The best chiropractor provides a treatment plan based on hard evidence. Any treatment plan should be a multi-pronged approach based on prevailing professional opinion.
3. What’s Your Post-Graduate Training?
Chiropractic care is like any other medical practice. The common treatments of 30 years ago are no longer the best methods. Research and study dictate new treatments.
The views of chiropractic care have changed, too. Once on the outskirts of professional medicine, it is now an embraced practice. Professional athletes, including all 32 NFL teams, now use chiropractic care.
NHL superstar Sidney Crosby sought a chiropractor when suffering from post-concussion symptoms. He credits Dr. Ted Carrick, founder of chiropractic neurology, for saving his career.
You want a chiropractor whose study continues well beyond graduation. Extra certifications are crucial to maintaining a well-rounded practice.
4. Do You Use X-Rays?
X-rays are an important part of your diagnosis. They determine whether you have any underlying conditions causing your pain. These could be small fractures or other serious health issues.
You want a chiropractor who uses all the available tools for your treatment plan.
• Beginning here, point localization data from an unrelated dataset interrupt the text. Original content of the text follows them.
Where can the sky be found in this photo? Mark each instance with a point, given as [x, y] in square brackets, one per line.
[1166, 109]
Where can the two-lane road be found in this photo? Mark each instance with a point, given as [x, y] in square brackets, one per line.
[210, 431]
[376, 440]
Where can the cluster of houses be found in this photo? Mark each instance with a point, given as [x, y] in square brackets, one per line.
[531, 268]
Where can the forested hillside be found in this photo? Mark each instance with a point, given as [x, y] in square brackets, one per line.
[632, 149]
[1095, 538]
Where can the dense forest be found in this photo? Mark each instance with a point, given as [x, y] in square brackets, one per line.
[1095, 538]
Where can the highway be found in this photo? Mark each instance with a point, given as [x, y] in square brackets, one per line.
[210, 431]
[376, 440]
A plan without X-rays can cause more harm.
A chiropractor who doesn’t use X-rays reveals their lack of professional care. They believe in their process more than the process best suited to relieve your pain.
5. Can You Give References?
A good doctor stands behind their results. They also stand behind their professional reputation.
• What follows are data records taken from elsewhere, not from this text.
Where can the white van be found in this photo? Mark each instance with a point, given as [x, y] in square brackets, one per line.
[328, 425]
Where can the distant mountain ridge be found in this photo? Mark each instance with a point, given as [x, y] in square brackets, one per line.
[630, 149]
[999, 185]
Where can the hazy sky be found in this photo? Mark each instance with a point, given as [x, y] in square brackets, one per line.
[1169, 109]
Any good chiropractor has at least three satisfied current patients. Ask for their names.
A professional reputation is also important. Ask for at least two professional references. Make sure to call them.
Letting someone else manipulate your body is an intimate act of trust. You have to know you’re in good hands.
6. Do You Offer Preventative Techniques?
A treatment plan that only involves the hands of a chiropractor is not cost-effective. Nor is it holistic. A good chiropractor will explain not only what you suffer from, but why.
Why you suffer is key to relieving pain. At-home treatment is vital to your plan. You need a chiropractor willing to give you a holistic pain relief strategy.
7. What’s Your Visit Criteria?
Many chiropractors operate on an open-ended visit philosophy. If you feel pain, you continue to visit.
A professional outlines a specific treatment plan. They offer real measurements of progress through treatment evaluations.
Seeking chiropractic care for pain relief shouldn’t be a lifetime commitment. Real, achievable goals meant to reduce visits should be part of any chiropractic plan.
The Best Chiropractic Care Services
Chronic neck and back pain affects every part of your life. Your work productivity suffers. Your lack of mobility hampers your leisure.
Chiropractic care services are a proven way to free yourself from this chronic pain. Ask these questions to find the right chiropractor for you.